The relationship between lymphatic vascular density and vascular endothelial growth factor A (VEGF-A) expression with clinical-pathological features and survival in pancreatic adenocarcinomas

Abstract

Background: Pancreatic cancer is a rare tumor with an extremely low survival rate. Its known risk factors include the chronic use of tobacco and excessive alcohol consumption and the presence of chronic inflammatory diseases, such as pancreatitis and type 2 diabetes. Angiogenesis and lymphangiogenesis, which have been the focus of recent research, are considered prognostic factors for cancer development. Knowing the angiogenic and lymphangiogenic profiles of a tumor may provide new insights for designing treatments according to the different properties of the tumor. The aim of this study was to evaluate the density of blood and lymphatic vessels, and the expression of VEGF-A, in pancreatic adenocarcinomas, as well as the relationship between blood and lymphatic vascular density and the prognostically important clinical-pathological features of pancreatic tumors.

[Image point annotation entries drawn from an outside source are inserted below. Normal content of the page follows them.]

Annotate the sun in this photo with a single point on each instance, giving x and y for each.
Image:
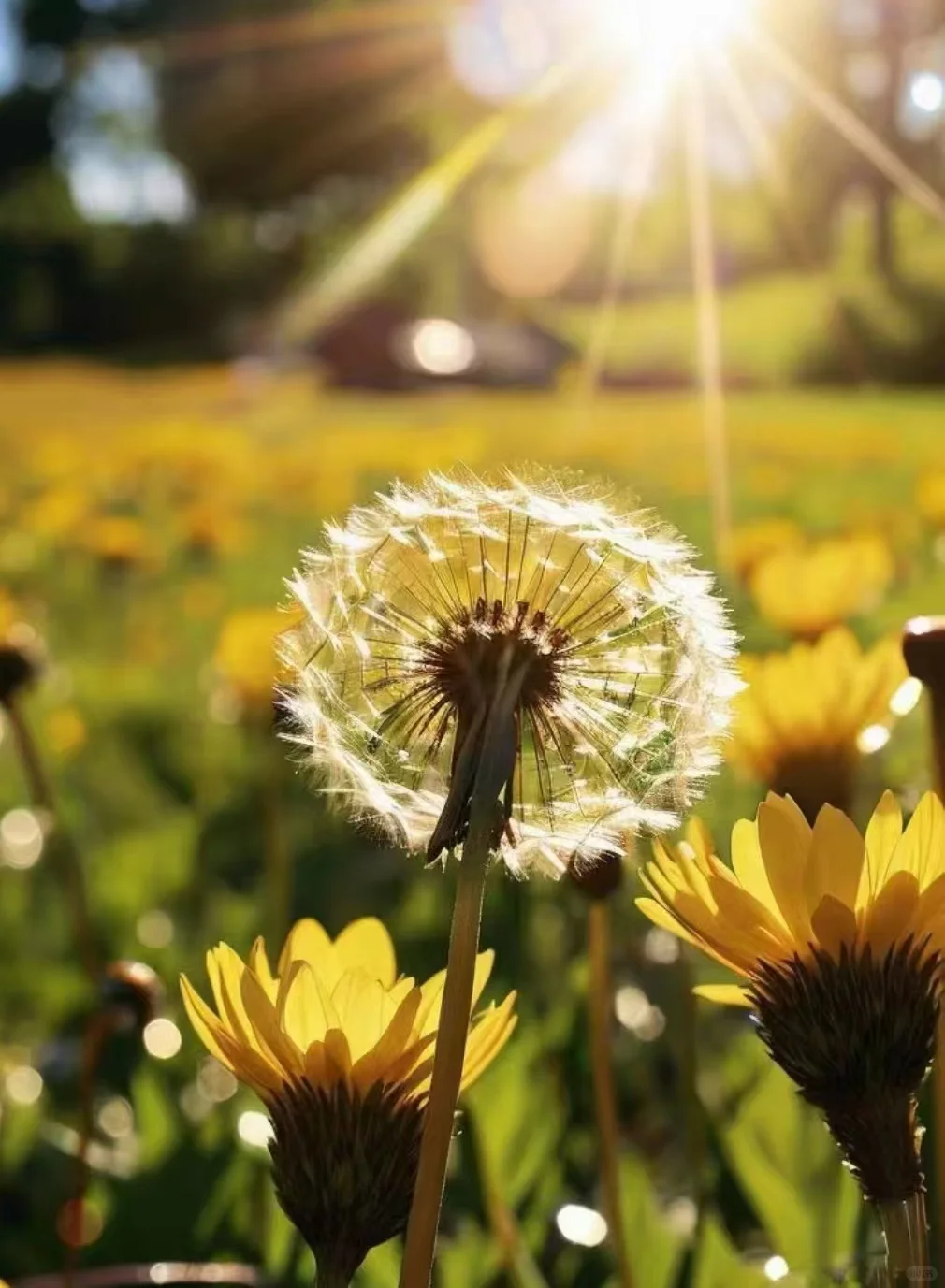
(667, 36)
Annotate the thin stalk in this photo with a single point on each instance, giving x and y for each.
(693, 1114)
(907, 1240)
(97, 1032)
(601, 1008)
(62, 847)
(485, 820)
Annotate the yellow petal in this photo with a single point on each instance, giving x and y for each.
(360, 1004)
(367, 945)
(923, 841)
(890, 913)
(225, 970)
(429, 1017)
(302, 1011)
(307, 942)
(276, 1042)
(835, 925)
(836, 861)
(337, 1054)
(246, 1064)
(784, 851)
(207, 1025)
(403, 1066)
(316, 1065)
(375, 1065)
(883, 832)
(487, 1038)
(657, 913)
(748, 866)
(258, 962)
(726, 994)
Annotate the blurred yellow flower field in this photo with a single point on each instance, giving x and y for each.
(149, 522)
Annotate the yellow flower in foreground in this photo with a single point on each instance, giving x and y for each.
(807, 715)
(839, 943)
(753, 543)
(341, 1049)
(807, 590)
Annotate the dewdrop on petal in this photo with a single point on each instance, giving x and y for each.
(427, 604)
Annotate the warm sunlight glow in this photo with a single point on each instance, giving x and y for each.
(671, 34)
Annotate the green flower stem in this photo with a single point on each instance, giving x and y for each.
(485, 822)
(333, 1277)
(61, 847)
(601, 1010)
(923, 649)
(516, 1257)
(907, 1240)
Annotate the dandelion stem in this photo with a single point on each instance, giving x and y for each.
(62, 847)
(601, 1008)
(276, 853)
(485, 827)
(907, 1240)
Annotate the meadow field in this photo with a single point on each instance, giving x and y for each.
(147, 520)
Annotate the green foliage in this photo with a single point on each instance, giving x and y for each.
(781, 1154)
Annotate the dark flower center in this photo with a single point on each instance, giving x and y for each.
(857, 1035)
(344, 1167)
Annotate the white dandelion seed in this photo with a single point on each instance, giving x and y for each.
(422, 604)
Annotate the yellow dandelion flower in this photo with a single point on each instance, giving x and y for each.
(610, 648)
(341, 1051)
(807, 715)
(838, 940)
(807, 590)
(753, 543)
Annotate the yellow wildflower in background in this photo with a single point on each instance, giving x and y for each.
(807, 590)
(116, 540)
(807, 715)
(753, 543)
(7, 612)
(211, 529)
(930, 498)
(839, 943)
(341, 1049)
(245, 656)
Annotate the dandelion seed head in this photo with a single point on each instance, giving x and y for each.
(418, 604)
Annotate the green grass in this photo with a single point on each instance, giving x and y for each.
(778, 326)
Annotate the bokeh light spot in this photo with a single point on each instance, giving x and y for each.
(23, 1085)
(254, 1128)
(163, 1039)
(582, 1225)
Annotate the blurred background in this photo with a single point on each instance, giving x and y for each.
(258, 259)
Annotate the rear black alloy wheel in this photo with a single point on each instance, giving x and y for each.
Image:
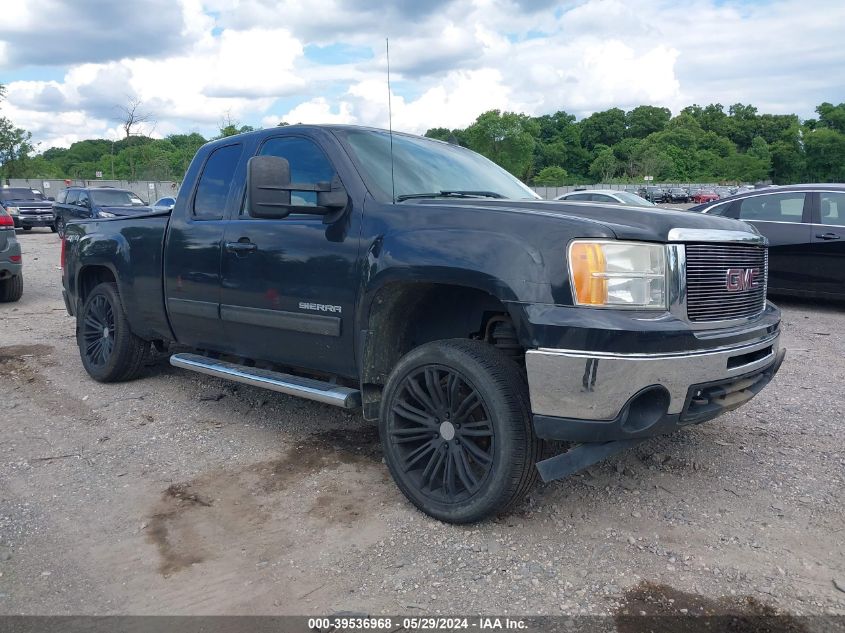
(109, 350)
(443, 434)
(456, 430)
(98, 331)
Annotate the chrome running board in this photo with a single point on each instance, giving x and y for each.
(309, 388)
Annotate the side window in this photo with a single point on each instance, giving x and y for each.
(832, 209)
(779, 207)
(216, 179)
(308, 164)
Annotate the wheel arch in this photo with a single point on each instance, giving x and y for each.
(404, 314)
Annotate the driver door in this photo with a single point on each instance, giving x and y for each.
(289, 285)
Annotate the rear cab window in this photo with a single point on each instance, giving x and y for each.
(216, 181)
(308, 164)
(780, 207)
(832, 209)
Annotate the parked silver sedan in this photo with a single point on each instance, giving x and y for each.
(608, 196)
(163, 204)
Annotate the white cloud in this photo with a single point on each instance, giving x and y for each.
(451, 60)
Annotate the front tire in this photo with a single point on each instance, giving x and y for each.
(109, 350)
(456, 430)
(11, 289)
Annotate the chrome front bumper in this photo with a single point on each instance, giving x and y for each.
(597, 386)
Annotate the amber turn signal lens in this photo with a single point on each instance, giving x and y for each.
(587, 261)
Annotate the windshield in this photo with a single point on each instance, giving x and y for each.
(634, 199)
(425, 166)
(115, 198)
(17, 193)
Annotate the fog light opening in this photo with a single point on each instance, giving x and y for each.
(646, 409)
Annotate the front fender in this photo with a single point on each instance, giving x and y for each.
(501, 265)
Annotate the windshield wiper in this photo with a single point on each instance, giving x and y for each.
(451, 193)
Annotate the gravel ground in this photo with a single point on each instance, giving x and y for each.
(181, 494)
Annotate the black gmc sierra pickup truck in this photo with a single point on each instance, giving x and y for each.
(421, 283)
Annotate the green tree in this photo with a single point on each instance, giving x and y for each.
(604, 166)
(831, 116)
(825, 151)
(645, 120)
(788, 162)
(15, 148)
(603, 128)
(551, 176)
(507, 139)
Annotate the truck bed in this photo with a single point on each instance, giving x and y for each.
(131, 248)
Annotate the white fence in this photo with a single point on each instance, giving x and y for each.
(550, 193)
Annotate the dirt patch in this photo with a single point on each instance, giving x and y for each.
(13, 361)
(194, 521)
(664, 609)
(358, 446)
(182, 492)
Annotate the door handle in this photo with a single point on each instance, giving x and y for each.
(241, 247)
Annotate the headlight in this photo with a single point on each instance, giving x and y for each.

Methods: Paraffin blocks containing tumor samples from 100 patients who were diagnosed with pancreatic cancer between 1990 and 2010 were used to construct a tissue microarray. VEGF expression was assessed in these samples by immunohistochemistry. To assess the lymphatic and vascular properties of the tumors, 63 cases that contained sufficient material were sectioned routinely. The sections were then stained with the D2-40 antibody to identify the lymphatic vessels and with a CD34 antibody to identify the blood vessels. The vessels were counted individually with the Leica Application Suite v4 program. All statistical analyses were performed using SPSS 18.0 (Chicago, IL, USA) software, and p values ≤ 0.05 were considered significant.

Results: In the Cox regression analysis, advanced age (p=0.03) and a history of type 2 diabetes (p=0.014) or chronic pancreatitis (p=0.02) were shown to be prognostic factors for pancreatic cancer. Blood vessel density (BVD) had no relationship with clinical-pathological features or death. Lymphatic vessel density (LVD) was inversely correlated with death (p=0.002), and by Kaplan-Meyer survival analysis, we found a significant association between low LVD (p=0.021), VEGF expression (p=0.023) and low patient survival.

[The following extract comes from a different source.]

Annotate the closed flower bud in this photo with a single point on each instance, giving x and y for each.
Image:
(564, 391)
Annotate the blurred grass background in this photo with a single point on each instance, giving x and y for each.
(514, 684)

Conclusions: Pancreatic carcinogenesis is related to a history of chronic inflammatory processes, such as type 2 diabetes and chronic pancreatitis. In pancreatic cancer development, lymphangiogenesis can be considered an early event that enables the dissemination of metastases. VEGF expression and low LVD can be considered as poor prognostic factors as tumors with this profile are fast growing and highly aggressive.

Virtual slides: The virtual slide(s) for this article can be found here: http://www.diagnosticpathology.diagnomx.eu/vs/5113892881028514.

Figure 1

Microphotograph of pancreatic adenocarcinoma. A- Hotspot showing blood vessels stained by immunohistochemistry with CD34 antibody. B- Hotspot showing lymphatic vessels stained by immunohistochemistry with D2-40 antibody.

Figure 2

Microphotograph of VEGF immunohistochemistry in pancreatic adenocarcinoma. A- VEGF-negative specimen. B- VEGF-positive specimen.

Figure 3

Survival curves according to lymphatic Vessel Density (LVD) and VEGF-A expression. A. Kaplan-Meyer plots analyzed by Mantel-Cox’s log-rank model. Time between diagnosis and death or the last data recorded is represented as a function of dichotomized lymphatic vascular density (p=0.021). DSS= disease-specific survival. B. Kaplan-Meyer plots analyzed by Mantel-Cox’s log-rank model. Time between diagnosis and death or the last data recorded is represented as a function of VEGF expression (p=0.023). DSS= disease-specific survival.